Barton started his musical journey in the mid-1970s as an early-music acolyte and was turned on to the world of Buchla by a friend who’d worked widely installing Buchla systems at various institutions. “I’d followed electronic music on vinyl but never touched an electronic instrument,” Barton recalled. “It just blew my mind that I could make timbres and sounds I’d never heard before.”

He wanted to dive in, but at the time Buchla ran a boutique company that made only two dozen or so instruments a year. The running cost of one was about $10,000, twice the average cost of a new car.

Catching wind of Serge Tcherepnin’s work on what that inventor had dubbed the People’s Synthesizer, Barton contacted Tcherepnin at his Haight-Ashbury worship and ordered a far less expensive analog rig. When the rise of digital synthesizers in the 1980s led to a glut of abandoned instruments, Barton “thought there was more territory to explore in analog,” he said. “Everyone gave me their analog gear.

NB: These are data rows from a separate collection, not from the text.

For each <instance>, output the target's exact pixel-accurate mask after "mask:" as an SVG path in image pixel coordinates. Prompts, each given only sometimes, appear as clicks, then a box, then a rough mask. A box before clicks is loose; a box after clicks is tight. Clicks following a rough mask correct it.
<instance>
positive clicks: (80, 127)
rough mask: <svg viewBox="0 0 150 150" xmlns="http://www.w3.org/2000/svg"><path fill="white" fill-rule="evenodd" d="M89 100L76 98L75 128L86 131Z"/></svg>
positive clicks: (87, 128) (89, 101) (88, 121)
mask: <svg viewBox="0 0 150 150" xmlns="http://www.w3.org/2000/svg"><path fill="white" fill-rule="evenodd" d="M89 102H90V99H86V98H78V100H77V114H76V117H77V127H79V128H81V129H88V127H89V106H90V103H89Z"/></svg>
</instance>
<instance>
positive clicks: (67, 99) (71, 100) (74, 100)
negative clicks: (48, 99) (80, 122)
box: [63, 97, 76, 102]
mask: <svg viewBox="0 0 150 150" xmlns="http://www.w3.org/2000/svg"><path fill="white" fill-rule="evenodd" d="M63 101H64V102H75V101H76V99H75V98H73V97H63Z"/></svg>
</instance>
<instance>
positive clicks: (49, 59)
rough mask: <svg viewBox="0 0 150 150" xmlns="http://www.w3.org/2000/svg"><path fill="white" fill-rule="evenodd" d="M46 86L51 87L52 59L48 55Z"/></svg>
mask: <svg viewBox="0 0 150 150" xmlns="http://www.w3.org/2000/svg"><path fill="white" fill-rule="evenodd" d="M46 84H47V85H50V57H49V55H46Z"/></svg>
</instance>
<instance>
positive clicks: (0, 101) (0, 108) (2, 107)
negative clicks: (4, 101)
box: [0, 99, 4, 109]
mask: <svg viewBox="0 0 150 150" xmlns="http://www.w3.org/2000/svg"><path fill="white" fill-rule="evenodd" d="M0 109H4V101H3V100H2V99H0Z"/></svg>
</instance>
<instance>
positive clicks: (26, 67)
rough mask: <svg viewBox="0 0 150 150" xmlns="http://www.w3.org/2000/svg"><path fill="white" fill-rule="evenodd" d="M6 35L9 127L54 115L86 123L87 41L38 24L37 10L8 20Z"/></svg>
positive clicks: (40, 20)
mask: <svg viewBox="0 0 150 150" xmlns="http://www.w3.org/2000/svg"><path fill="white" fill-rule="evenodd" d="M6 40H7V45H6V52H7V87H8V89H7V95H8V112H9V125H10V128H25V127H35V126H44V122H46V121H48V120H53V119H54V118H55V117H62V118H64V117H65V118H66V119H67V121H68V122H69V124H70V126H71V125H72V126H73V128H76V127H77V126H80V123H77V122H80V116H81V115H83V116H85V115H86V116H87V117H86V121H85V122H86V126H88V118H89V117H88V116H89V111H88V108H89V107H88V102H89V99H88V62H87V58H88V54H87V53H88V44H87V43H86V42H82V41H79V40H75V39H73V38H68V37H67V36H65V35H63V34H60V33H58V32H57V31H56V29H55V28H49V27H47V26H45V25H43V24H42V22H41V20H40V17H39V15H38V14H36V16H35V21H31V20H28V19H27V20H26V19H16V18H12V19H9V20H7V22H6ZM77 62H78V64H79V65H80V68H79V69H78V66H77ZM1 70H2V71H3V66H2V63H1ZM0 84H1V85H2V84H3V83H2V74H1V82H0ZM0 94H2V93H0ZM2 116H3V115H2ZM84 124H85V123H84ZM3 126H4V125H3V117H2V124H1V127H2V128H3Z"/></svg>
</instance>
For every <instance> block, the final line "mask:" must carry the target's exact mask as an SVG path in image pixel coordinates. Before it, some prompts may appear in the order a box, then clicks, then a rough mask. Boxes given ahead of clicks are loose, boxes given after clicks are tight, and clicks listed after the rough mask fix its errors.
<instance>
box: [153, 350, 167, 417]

I had this amazing collection.”

It wasn’t until Barton retired in 2012 after a four-decade tenure as resident composer for the Oregon Shakespeare Festival that he finally had time to immerse himself in his Buchlas. He started making videos for his own archives to document his experiments and gradually realized these might be useful to other artists exploring the unwelcoming instruments.

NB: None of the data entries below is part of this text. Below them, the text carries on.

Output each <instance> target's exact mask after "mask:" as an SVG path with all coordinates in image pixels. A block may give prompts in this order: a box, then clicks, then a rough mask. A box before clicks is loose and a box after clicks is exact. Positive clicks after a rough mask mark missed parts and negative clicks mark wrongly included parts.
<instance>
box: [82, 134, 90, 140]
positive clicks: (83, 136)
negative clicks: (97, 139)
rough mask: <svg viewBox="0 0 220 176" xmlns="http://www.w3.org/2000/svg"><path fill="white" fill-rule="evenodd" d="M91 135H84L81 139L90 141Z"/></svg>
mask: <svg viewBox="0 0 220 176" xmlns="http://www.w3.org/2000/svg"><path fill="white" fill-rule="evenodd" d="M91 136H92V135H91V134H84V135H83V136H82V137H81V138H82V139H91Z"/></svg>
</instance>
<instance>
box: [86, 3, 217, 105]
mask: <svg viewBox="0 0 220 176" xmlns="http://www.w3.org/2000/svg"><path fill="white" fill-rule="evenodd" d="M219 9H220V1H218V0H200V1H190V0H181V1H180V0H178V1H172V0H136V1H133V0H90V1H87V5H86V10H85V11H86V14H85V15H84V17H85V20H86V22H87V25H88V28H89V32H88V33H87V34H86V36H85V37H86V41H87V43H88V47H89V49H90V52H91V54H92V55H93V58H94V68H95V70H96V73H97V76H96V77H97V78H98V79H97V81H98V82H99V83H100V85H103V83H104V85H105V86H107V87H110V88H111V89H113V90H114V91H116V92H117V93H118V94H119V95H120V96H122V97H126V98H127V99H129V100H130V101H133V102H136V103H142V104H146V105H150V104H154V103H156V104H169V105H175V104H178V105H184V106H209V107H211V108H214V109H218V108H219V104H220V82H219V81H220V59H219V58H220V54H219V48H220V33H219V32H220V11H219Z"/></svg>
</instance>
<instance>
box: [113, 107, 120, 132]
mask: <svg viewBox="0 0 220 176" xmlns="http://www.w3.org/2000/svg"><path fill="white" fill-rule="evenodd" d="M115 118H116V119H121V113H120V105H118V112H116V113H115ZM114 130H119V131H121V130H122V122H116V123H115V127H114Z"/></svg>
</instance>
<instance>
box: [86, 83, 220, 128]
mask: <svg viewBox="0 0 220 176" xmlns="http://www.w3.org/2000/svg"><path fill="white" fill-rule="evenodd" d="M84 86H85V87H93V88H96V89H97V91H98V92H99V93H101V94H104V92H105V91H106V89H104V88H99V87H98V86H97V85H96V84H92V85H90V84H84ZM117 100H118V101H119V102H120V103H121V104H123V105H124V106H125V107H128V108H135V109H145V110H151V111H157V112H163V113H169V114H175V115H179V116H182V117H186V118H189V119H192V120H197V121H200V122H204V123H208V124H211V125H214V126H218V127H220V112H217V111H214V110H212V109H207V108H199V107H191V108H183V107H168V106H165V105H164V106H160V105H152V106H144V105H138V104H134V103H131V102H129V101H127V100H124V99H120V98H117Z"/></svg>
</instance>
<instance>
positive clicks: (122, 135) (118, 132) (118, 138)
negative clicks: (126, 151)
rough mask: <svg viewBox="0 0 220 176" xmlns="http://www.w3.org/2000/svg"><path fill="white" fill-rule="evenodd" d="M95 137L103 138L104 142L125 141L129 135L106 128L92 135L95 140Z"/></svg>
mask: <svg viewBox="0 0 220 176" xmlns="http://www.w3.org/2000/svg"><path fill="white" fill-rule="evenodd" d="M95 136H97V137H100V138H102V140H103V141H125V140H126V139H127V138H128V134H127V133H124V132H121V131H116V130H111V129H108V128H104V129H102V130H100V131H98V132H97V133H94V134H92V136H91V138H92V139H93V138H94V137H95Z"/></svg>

“There’s no real manual for the Buchla,” Barton said. “That was by design. I started posting these low-res videos, people started responding, and there was dialogue. I finally got a better camera and audio, though I’m still pretty much shooting from the hip.”

After Barton and Ruppenthal get things going, the RootStock festival continues Friday, May 16, with a solo set by Steve McQuarry playing Music Easel and a Tiptop system. A noted jazz composer, arranger, and orchestrator, McQuarry has turned his attention to electronic music in recent years.

Philip Gelb
Philip Gelb

Friday’s double bill also features an improvised electroacoustic set by the Kra Pow 5, with Gelb on Music Easel, Thomas Dimuzio on a Buchla 200e system, Kyle Bruckmann on oboe and English horn, Fred Lonberg-Holm on cello, and Kanoko Nishi on koto (Japanese half-tube zither). The festival closes on Saturday with a solo set by Dimuzio and a duo set by Barton and Bruce Bayard on Music Easels.

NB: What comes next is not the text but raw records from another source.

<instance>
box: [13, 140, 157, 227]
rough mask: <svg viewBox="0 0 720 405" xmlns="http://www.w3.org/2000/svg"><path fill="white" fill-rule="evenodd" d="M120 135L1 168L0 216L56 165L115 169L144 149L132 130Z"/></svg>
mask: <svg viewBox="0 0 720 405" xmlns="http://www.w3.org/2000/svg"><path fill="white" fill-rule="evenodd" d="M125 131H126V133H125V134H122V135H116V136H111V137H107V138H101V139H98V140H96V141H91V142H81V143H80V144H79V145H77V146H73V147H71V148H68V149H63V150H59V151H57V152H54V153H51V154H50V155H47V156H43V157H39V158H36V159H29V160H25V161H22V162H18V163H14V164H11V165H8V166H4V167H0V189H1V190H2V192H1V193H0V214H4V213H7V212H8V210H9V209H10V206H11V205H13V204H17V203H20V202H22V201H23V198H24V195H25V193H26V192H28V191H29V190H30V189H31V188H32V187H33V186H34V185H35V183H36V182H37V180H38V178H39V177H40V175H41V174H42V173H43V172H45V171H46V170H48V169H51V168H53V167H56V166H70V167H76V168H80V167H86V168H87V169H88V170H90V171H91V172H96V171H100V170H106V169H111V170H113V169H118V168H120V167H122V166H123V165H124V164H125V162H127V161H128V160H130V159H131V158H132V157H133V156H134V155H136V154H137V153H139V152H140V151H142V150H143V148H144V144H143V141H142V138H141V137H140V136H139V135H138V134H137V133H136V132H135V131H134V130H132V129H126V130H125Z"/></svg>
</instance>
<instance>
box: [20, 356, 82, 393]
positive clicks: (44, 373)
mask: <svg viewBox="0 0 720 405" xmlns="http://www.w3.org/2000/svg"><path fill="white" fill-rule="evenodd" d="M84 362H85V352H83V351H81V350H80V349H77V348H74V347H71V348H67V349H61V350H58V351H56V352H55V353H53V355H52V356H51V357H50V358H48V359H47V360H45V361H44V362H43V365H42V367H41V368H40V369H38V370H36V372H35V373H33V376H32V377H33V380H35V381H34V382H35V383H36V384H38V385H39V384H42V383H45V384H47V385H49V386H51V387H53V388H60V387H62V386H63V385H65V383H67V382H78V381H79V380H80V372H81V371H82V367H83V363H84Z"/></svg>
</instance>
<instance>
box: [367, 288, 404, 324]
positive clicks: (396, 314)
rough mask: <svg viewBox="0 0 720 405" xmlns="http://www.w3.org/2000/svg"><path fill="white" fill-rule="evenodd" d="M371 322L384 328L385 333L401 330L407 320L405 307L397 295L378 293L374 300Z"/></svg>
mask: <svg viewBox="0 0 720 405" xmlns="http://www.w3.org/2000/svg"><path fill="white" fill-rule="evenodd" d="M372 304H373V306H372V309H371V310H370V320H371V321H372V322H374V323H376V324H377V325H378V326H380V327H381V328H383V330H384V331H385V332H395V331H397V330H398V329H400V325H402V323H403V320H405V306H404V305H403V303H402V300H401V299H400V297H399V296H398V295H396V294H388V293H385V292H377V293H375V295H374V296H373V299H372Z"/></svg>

In many ways, spearheading the Buchla Festival marks a musical renaissance for Gelb, who was forced to set aside the shakuhachi due to dental problems. For the past decade he’s focused on his practice as a vegan chef, including an intimate dinner-and-concert series run out of his West Oakland space and featuring an array of illustrious musicians. It was only when Barton, a former shakuhachi student of Gelb’s, gave him a Buchla Easel that he started making music again.

Taking up Buchla instruments completes a circle that started for Gelb in 1996 at his first Bay Area performance, a duet with electronic musician Chris Brown. Buchla came to the concert “and approached me afterward about synthesizing shakuhachi sounds,” Gelb said. While they never ended up collaborating on that project, their paths crossed frequently over the years as Gelb worked with many electronic musicians, including Brown, Tim Perkis, and Miguel Frasconi. Composer Pauline Oliveros, Gelb’s mentor, was another point of connection; she was an early member of the San Francisco Tape Music Center, the experimental collective that commissioned the creation of Buchla’s first modular electronic music system.

In the same way that Barton’s leap from early music to synthesizers was linked by his love of “all these bizarre timbres” on Renaissance and Baroque wind instruments, Gelb sees a good deal of continuity in his embrace of the Bucha Easel, “which has a lot in common with shakuhachi, as they’re very much about color and timbre,” he said.

But “the Buchla doesn’t come with hundreds of years of history and religion and culture,” as Gelb put it, so anything is still possible.